His childhood dreams included writing an article in the World Book encyclopedia ("I guess you can tell the nerds early"), winning big stuffed animals at the amusement park, being Captain Kirk of "Star Trek," and playing in the NFL.
He did write for World Book, on virtual reality; talked his way into a flight on the NASA "vomit comet" plane that simulates the effect of weightlessness; and amassed a herd of jumbo stuffed animals. He met William Shatner, who played Kirk on "Star Trek."
He recalled applying to be a Disney imagineer, and getting back "the damn nicest go-to-hell letters I've ever gotten." But the rejection didn't discourage him and he wound up, indeed, doing design work for Disney.
"The brick walls are not there to keep us out, the brick walls are there to give us a chance to show how badly we want something," he said. "Because the brick walls are there to stop the people who don't want it badly enough. They're there to stop the OTHER people."
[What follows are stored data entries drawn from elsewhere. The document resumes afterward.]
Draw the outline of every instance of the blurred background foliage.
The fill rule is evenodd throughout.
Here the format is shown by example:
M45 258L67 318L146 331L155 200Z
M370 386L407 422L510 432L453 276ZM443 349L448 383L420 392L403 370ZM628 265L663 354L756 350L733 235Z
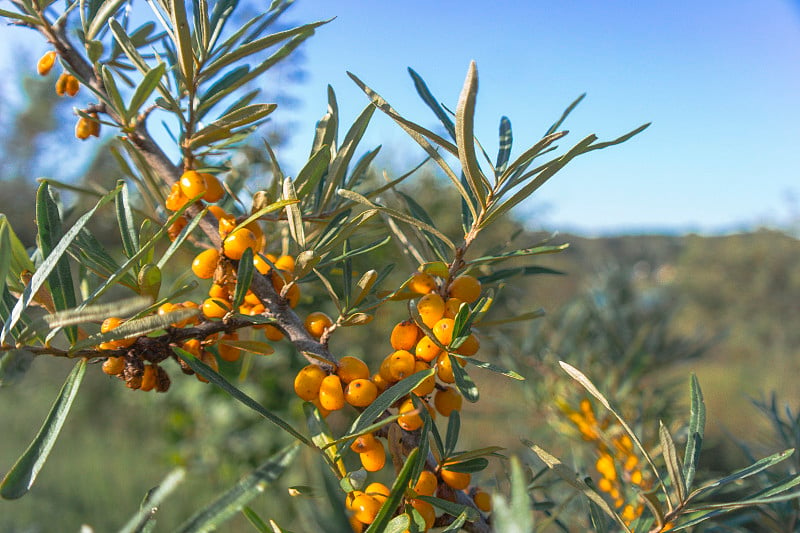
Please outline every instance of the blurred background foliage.
M16 107L3 104L0 114L0 213L26 245L35 235L33 178L46 175L96 190L109 188L121 175L105 146L86 144L76 151L68 104L53 95L52 79L25 74L32 64L33 59L21 61L20 72L0 82L4 89L19 83L14 90L25 95ZM282 68L284 81L302 80L301 56ZM291 105L290 91L281 87L274 99ZM238 152L233 172L246 184L264 183L271 167L261 138L279 147L290 134L290 125L270 123L261 136L252 137L254 144ZM384 151L389 150L384 147ZM394 177L406 170L387 172ZM373 172L370 179L384 179ZM457 235L457 198L430 167L423 167L402 190L433 214L444 233ZM82 199L74 192L65 194L73 213L82 213L81 202L91 201L88 195ZM119 237L111 219L104 217L113 216L112 210L100 213L91 228L110 250L118 246ZM529 244L550 237L541 228L532 228L537 226L530 220L507 217L481 235L474 253L510 239ZM514 286L501 291L492 311L498 317L514 316L542 307L547 315L493 329L491 336L482 337L483 359L513 368L527 381L509 383L488 372L474 373L482 401L465 409L470 423L464 424L469 431L462 437L464 447L481 443L480 435L492 434L498 439L493 444L520 451L519 438L525 437L577 465L590 464L591 450L581 446L553 402L559 398L565 405L577 406L582 398L558 370L558 360L582 369L628 420L640 421L636 428L651 445L657 442L656 420L685 419L686 378L696 372L710 416L701 465L711 470L731 471L744 465L750 454L760 456L800 444L791 431L798 427L800 406L795 379L800 375L800 328L793 327L800 323L800 247L788 231L603 238L562 234L551 237L551 243L570 246L563 253L540 257L542 275L512 278ZM360 258L355 268L363 272L397 262L403 251L391 242L370 257L375 264ZM192 255L187 250L173 261L182 264ZM400 283L415 266L409 258L400 259L386 288ZM324 294L305 287L303 298L302 305L309 310L327 301ZM388 334L404 313L402 305L381 309L370 325L337 333L333 351L377 365L390 351ZM251 365L245 370L237 363L223 366L222 371L233 380L246 374L238 383L242 390L281 416L298 419L301 402L292 392L289 376L302 364L284 347L267 358L245 362ZM14 406L0 411L0 465L12 464L27 446L70 366L67 361L35 361L22 381L0 388L0 405ZM256 415L195 380L177 379L168 394L158 396L132 393L118 385L100 372L88 373L75 412L36 489L21 501L0 502L0 530L52 531L56 516L63 531L77 531L83 523L96 531L116 529L172 466L186 466L187 481L158 518L157 529L168 531L285 443ZM772 393L777 399L751 401ZM793 410L785 411L784 405ZM334 428L345 423L337 417L331 416ZM303 460L309 463L305 472L319 470L310 454ZM795 456L785 468L796 472L797 461ZM499 469L495 474L497 480L504 479ZM503 488L502 481L493 481L490 475L484 474L485 485ZM292 469L287 484L321 487L323 480ZM282 525L310 531L313 514L333 512L325 508L325 501L280 493L258 498L252 507L264 517L283 517ZM772 517L784 525L794 517L797 524L797 513L797 502L788 502L749 511L737 517L737 523L753 530L797 531L755 525ZM247 526L236 518L228 527L237 531Z

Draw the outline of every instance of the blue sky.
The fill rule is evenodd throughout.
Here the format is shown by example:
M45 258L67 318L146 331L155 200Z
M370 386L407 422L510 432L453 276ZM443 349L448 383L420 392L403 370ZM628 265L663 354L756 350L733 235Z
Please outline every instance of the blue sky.
M726 231L785 221L787 195L800 196L797 2L344 0L300 1L289 13L303 22L332 16L304 48L308 78L292 111L298 129L290 160L307 155L326 84L345 122L366 104L346 71L432 127L406 67L455 108L475 59L476 132L490 152L500 116L511 119L522 150L583 92L565 126L567 142L653 122L540 189L518 211L534 225ZM421 151L404 135L376 116L364 146L383 144L395 154L385 164L408 164Z
M292 142L278 153L289 174L308 155L327 84L345 126L367 104L346 71L408 118L435 127L406 67L454 109L474 59L476 134L490 153L502 115L511 119L518 154L583 92L562 146L653 123L628 143L572 162L537 191L517 211L532 226L720 232L785 223L787 196L800 202L796 0L297 0L285 21L334 16L302 48L307 78L291 88L299 105L275 115L293 123ZM0 30L0 41L29 36ZM8 65L16 48L3 49L0 64ZM378 144L387 154L378 164L395 171L422 157L380 113L362 147Z

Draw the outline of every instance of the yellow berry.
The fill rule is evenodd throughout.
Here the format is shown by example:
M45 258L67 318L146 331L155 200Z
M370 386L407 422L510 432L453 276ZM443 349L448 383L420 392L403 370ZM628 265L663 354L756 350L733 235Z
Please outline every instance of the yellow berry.
M219 257L219 253L217 253L217 257ZM196 260L197 259L195 258L195 261ZM192 263L192 270L194 270L194 263ZM197 274L195 273L195 275ZM228 289L217 283L211 284L211 287L209 287L208 289L208 295L211 298L222 298L223 300L227 300L228 298L230 298L230 293L228 292Z
M322 337L322 334L325 333L325 330L332 325L333 320L331 320L331 317L321 311L309 313L305 320L306 330L308 330L312 336L318 339Z
M345 355L339 359L336 374L342 378L344 383L350 383L355 379L369 379L369 368L358 357Z
M381 508L380 502L366 494L359 494L352 503L354 516L363 524L371 524Z
M172 223L172 225L167 228L167 235L169 236L169 240L174 241L178 238L178 235L181 234L183 228L186 227L186 224L189 222L186 220L186 217L180 217Z
M41 58L39 58L39 62L36 64L36 70L39 72L39 76L47 76L50 74L50 71L53 69L53 65L56 64L56 53L52 50L46 52Z
M347 385L344 397L353 407L367 407L378 397L378 387L368 379L354 379Z
M281 330L272 324L264 324L261 328L264 330L264 336L268 340L271 340L272 342L278 342L279 340L283 339L283 333Z
M426 335L419 340L414 353L420 361L431 362L442 353L442 349Z
M75 123L75 137L82 141L91 137L92 131L94 131L92 124L93 122L86 117L80 117Z
M478 353L480 347L481 343L478 340L478 337L476 337L475 334L470 333L469 337L467 337L466 340L463 343L461 343L461 346L453 349L453 352L459 355L470 356Z
M203 314L207 318L222 318L231 310L231 304L219 298L206 298L203 301Z
M414 431L422 427L422 417L419 413L414 412L416 410L417 408L414 407L414 402L411 401L411 398L408 398L400 405L400 409L398 409L400 418L397 419L397 423L401 428L406 431Z
M412 499L411 506L416 509L420 515L422 515L422 518L425 520L425 528L432 528L433 523L436 520L436 511L434 510L433 505L426 501Z
M454 326L455 321L452 318L443 318L436 322L431 329L436 336L436 340L447 346L453 340Z
M424 372L425 370L430 369L430 365L425 361L417 361L414 363L414 374L418 372ZM436 376L430 375L424 380L422 383L414 387L411 392L416 394L417 396L427 396L428 394L432 393L433 390L436 388Z
M414 492L420 496L433 496L438 485L439 480L436 479L436 474L430 470L423 470L414 484Z
M432 328L442 317L444 317L444 300L437 293L426 294L417 302L417 311L422 322Z
M219 252L214 248L203 250L192 261L192 272L200 279L211 279L219 262ZM219 285L217 285L219 287Z
M447 301L444 302L445 318L455 318L463 303L464 302L458 298L448 298Z
M319 396L319 389L326 375L319 365L310 364L301 368L294 378L294 392L303 400L310 402Z
M436 281L423 272L414 272L411 281L408 282L408 289L417 294L428 294L436 290Z
M344 407L342 380L336 374L325 376L319 386L319 403L328 411L338 411Z
M275 263L275 266L279 270L284 270L286 272L294 272L295 261L294 257L292 257L291 255L282 255L273 262Z
M614 459L609 454L601 454L600 457L597 458L597 462L594 466L603 477L610 481L615 481L617 479L617 469L614 467Z
M372 496L378 500L381 505L383 505L383 502L389 498L391 491L389 490L389 487L376 481L367 485L367 488L364 489L364 494Z
M181 192L187 198L194 198L206 193L206 180L197 171L187 170L178 183L181 184Z
M350 449L356 453L364 453L367 450L374 450L376 448L383 449L383 444L381 444L381 441L376 439L375 435L372 433L359 435L352 444L350 444Z
M139 389L145 392L153 390L153 387L156 386L157 376L157 367L154 365L146 365L144 367L144 372L142 373L142 385L139 387Z
M452 470L447 470L446 468L442 468L442 470L439 472L439 475L442 476L442 481L456 490L464 490L469 487L469 482L472 479L470 474L464 472L454 472Z
M267 272L269 272L269 269L272 268L271 266L269 266L269 263L264 261L264 259L259 254L255 254L253 256L253 266L256 267L256 270L258 270L261 274L265 275Z
M177 211L182 208L189 201L189 198L183 194L180 183L174 183L169 190L167 200L164 202L164 207L170 211Z
M378 446L358 454L361 459L361 466L367 472L377 472L386 464L386 452L383 444L378 442Z
M206 193L203 195L203 200L206 202L218 202L225 196L225 189L222 188L222 184L219 182L219 179L214 176L213 174L201 174L205 180L206 186Z
M475 493L475 496L472 497L472 501L475 502L475 507L484 513L492 512L492 497L489 496L489 493L479 490Z
M442 416L450 416L453 411L460 411L462 402L463 398L453 387L438 390L433 397L433 405Z
M103 361L103 372L109 376L117 376L125 369L124 357L109 357Z
M220 340L239 340L239 335L237 333L226 333ZM234 348L233 346L227 344L218 344L217 351L219 352L220 358L229 363L235 363L242 357L242 352L238 348Z
M78 82L78 78L71 74L67 74L67 82L66 82L66 93L68 96L75 96L78 94L78 90L80 89L81 84Z
M419 334L419 328L416 324L414 324L413 321L404 320L403 322L397 324L394 329L392 329L389 342L391 342L392 348L395 350L411 351L411 349L417 344Z
M462 274L450 282L447 287L447 294L451 298L458 298L471 304L481 297L481 282L474 276Z
M257 252L259 246L256 236L247 228L237 229L225 237L222 242L222 251L225 256L236 261L242 258L242 254L248 248L252 248L253 252Z
M453 383L456 378L453 375L453 364L447 352L442 352L436 358L436 376L445 383Z
M219 372L219 363L217 362L217 358L214 357L214 354L211 352L201 351L200 352L200 361L205 363L206 366L210 367L211 370L214 372ZM208 383L208 380L201 376L200 374L195 374L197 379L202 381L203 383Z
M395 351L389 359L389 375L392 381L400 381L414 373L414 356L405 350Z

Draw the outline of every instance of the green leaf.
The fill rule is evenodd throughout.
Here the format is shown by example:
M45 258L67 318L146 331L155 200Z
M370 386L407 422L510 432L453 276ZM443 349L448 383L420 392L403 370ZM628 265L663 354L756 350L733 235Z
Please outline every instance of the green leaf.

As for the NFL, he didn't meet that goal — but he noted how youth football taught him such valuable lessons as the need to learn the fundamentals. And after his lecture last fall, the Pittsburgh Steelers invited him to take part in a practice, which was "fantastic beyond my wildest dreams," he told The New York Times.
Pausch's message and story were so powerful they landed him on "Oprah" and other TV shows. He said he was embarrassed and flattered. But really, he said, the speech was for his three children.
Born in 1960, Pausch received his bachelor's degree in computer science from Brown University and his Ph.D. from Carnegie Mellon. He taught at the University of Virginia from 1988 to 1997, when he came to Carnegie Mellon.
He co-founded Carnegie Mellon's Entertainment Technology Center, a master's program for bringing artists and engineers together. He also created an animation-based teaching program called Alice designed to teach computer programming to high school and college students.
In February, the Academy of Interactive Arts & Sciences in California announced the creation of the Dr. Randy Pausch Scholarship Fund for university students who pursue careers in game design, development and production.
He is survived by his wife, Jai, and their three children, Dylan, Logan and Chloe; his mother, Virginia Pausch of Columbia, Md.; and a sister, Tamara Mason of Lynchburg, Va.
In a statement Friday, his wife thanked those who sent messages of support and said her husband was proud that his lecture and book "inspired parents to revisit their priorities, particularly their relationships with their children."